Something you need to know about LPG cylinder

Liquefied Petroleum Gas (LPG) cylinders

LPG cylinders are containers in which propane and butane are mixed in certain amounts so they can be used as fuel for a variety of applications. LPG cylinders are used in many workplaces for cooking, heating, cutting and refueling vehicles such as forklifts.

What are LPG cylinders made of?

According to the Bureau of Indian Standards, LPG cylinders are made of carbon steel. Wall thickness is a major aspect to consider when designing a cylinder. The factors that affect the wall thickness are: the ratio of the diameter of the round top to the height, the shape of the cylinder dome, the cylinder test pressure, cylinder outer diameter, joint radius, straight flange length, material yield strength, disc radius, the welding seam factor.

Why are most LPG cylinders red?

The color red is known to have the highest wavelength in the visible spectrum, so it can be seen from a great distance. It is a color usually associated with any flammable material. However, cylinders (especially non-commercial cylinders) are painted Oxford Blue with a 4" band of red in the middle of the cylinder. This is done as the cylinder stops turning.

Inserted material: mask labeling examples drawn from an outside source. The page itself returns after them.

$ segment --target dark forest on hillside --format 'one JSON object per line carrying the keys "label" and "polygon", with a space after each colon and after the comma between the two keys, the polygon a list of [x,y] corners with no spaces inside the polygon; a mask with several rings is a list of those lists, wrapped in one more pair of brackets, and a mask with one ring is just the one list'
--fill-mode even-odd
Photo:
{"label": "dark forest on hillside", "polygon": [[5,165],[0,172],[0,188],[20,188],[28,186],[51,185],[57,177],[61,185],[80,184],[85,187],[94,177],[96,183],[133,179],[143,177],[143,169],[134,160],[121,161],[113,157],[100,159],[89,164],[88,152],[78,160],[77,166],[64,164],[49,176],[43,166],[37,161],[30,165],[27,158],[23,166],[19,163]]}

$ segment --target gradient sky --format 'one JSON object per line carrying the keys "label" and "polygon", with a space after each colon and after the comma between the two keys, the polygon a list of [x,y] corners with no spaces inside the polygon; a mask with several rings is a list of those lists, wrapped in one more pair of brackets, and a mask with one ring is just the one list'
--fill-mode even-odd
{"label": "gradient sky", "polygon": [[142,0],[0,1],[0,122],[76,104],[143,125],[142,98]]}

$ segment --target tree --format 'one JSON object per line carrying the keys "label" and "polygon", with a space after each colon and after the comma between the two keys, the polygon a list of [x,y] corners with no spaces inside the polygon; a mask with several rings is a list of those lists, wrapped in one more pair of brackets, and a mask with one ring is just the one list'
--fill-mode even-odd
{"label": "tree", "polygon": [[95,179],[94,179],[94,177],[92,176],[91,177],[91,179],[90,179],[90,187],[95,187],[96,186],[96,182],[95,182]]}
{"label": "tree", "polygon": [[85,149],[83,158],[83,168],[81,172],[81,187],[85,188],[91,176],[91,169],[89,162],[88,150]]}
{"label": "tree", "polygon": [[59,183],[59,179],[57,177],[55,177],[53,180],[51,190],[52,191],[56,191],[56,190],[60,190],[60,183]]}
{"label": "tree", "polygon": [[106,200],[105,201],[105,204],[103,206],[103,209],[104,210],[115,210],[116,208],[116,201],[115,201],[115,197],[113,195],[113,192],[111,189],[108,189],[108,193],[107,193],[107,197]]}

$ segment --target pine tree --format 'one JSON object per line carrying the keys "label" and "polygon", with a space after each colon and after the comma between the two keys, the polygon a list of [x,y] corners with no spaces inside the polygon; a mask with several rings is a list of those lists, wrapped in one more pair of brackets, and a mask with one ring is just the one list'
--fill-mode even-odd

What is the stress in the cylinder?

LPG cylinders are thin pressure vessels. When the cylinder is filled with LPG, a pressure of 12–18 bar is generated inside the LPG cylinder. Due to the pressure in the cylinder, stresses are generated. They are of two types: circumferential stresses and longitudinal stresses. Both are tensile stresses. During the analysis, it is often found that circumferential stresses are usually greater than longitudinal stresses. Therefore, circumferential stresses are the main principal stresses and are often attributed to cylinder failure.

Why is the weld on the cylinder circumferential?

Circumferential stresses are the primary principal stresses and longitudinal stresses are the secondary principal stresses. If the primary principal stresses exceed the strength of the material, there is a risk of failure. Therefore, we need to keep it to a minimum.

If we weld longitudinally, the circumferential stresses will rise. On the other hand, if we weld indirectly, the longitudinal stresses will rise. We can tolerate the rise in longitudinal stress because it is a secondary primary stress. A rise in circumferential stress can lead to failure. Therefore, the weld finish is circumferential.